C’est très risqué. L’aspirine à faible dose est un NSAID à effet antiplaquettaire. Associée à un SSRI, elle multiplie le risque de saignement comme un NSAID classique. Si vous prenez de l’aspirine pour protéger votre cœur, parlez à votre médecin : il peut vous proposer une alternative comme la clopidogrel, ou vous prescrire un IPP en même temps.

Le paracétamol est-il vraiment sans risque pour l’estomac ?

Oui, à doses normales (jusqu’à 3 g par jour). Contrairement aux NSAIDs, le paracétamol n’affaiblit pas la muqueuse gastrique ni n’interfère avec les plaquettes. C’est la première alternative recommandée pour les patients sous SSRI qui ont besoin d’un analgésique. Attention : il n’est pas anti-inflammatoire, donc il ne traite pas la cause de la douleur, seulement la douleur elle-même.

Combien de temps faut-il prendre un IPP en prévention ?

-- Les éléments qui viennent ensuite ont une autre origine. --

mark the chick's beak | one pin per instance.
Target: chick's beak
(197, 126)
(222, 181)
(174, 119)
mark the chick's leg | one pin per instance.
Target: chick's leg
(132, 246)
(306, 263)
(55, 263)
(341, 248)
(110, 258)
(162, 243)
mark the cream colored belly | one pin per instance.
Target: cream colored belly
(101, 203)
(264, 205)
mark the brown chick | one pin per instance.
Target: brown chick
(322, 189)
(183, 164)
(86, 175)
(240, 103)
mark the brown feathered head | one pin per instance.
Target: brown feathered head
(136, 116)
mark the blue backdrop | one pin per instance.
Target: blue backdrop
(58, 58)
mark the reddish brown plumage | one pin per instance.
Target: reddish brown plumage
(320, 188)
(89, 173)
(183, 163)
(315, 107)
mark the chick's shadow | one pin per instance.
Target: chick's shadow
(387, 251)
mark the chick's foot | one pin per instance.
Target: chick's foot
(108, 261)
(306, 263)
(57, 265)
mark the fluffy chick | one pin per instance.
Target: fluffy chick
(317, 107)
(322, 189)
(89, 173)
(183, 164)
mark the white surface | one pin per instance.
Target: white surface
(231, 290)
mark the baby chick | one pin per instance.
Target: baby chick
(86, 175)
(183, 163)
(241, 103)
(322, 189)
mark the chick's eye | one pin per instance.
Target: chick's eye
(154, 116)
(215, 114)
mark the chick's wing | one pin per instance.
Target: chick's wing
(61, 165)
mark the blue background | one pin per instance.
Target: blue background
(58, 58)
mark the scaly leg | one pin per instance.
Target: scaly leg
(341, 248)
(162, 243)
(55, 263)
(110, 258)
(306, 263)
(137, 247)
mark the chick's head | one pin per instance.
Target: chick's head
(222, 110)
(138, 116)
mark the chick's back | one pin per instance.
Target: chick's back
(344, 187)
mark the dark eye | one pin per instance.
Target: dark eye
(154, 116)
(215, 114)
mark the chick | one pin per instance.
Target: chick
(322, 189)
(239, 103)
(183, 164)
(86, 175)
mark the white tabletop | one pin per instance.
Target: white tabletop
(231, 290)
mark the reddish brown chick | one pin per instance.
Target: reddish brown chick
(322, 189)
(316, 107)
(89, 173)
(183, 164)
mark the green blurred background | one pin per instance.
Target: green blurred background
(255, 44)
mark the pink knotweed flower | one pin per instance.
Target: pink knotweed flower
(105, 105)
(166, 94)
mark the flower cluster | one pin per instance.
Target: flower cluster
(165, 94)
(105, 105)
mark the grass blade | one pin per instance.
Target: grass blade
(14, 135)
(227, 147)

Tant que vous prenez les deux médicaments ensemble. Si vous arrêtez le NSAID, vous pouvez arrêter l’IPP après 2 à 4 semaines. Si vous arrêtez le SSRI, l’IPP n’est plus nécessaire. Mais si vous continuez les deux, l’IPP doit être pris quotidiennement. Une étude de 2023 a montré que les patients qui arrêtaient l’IPP trop tôt voyaient leur risque de saignement remonter rapidement.

Les médicaments naturels comme le curcuma ou l’huile de poisson sont-ils plus sûrs ?

Pas forcément. Le curcuma peut avoir un effet antiplaquettaire, et l’huile de poisson (oméga-3) en forte dose peut augmenter le risque de saignement. Ce ne sont pas des alternatives sûres à un NSAID. Si vous les prenez en complément, informez votre médecin. Les produits naturels ne sont pas toujours « sans risque » - ils agissent aussi sur le corps, et parfois de façon imprévisible.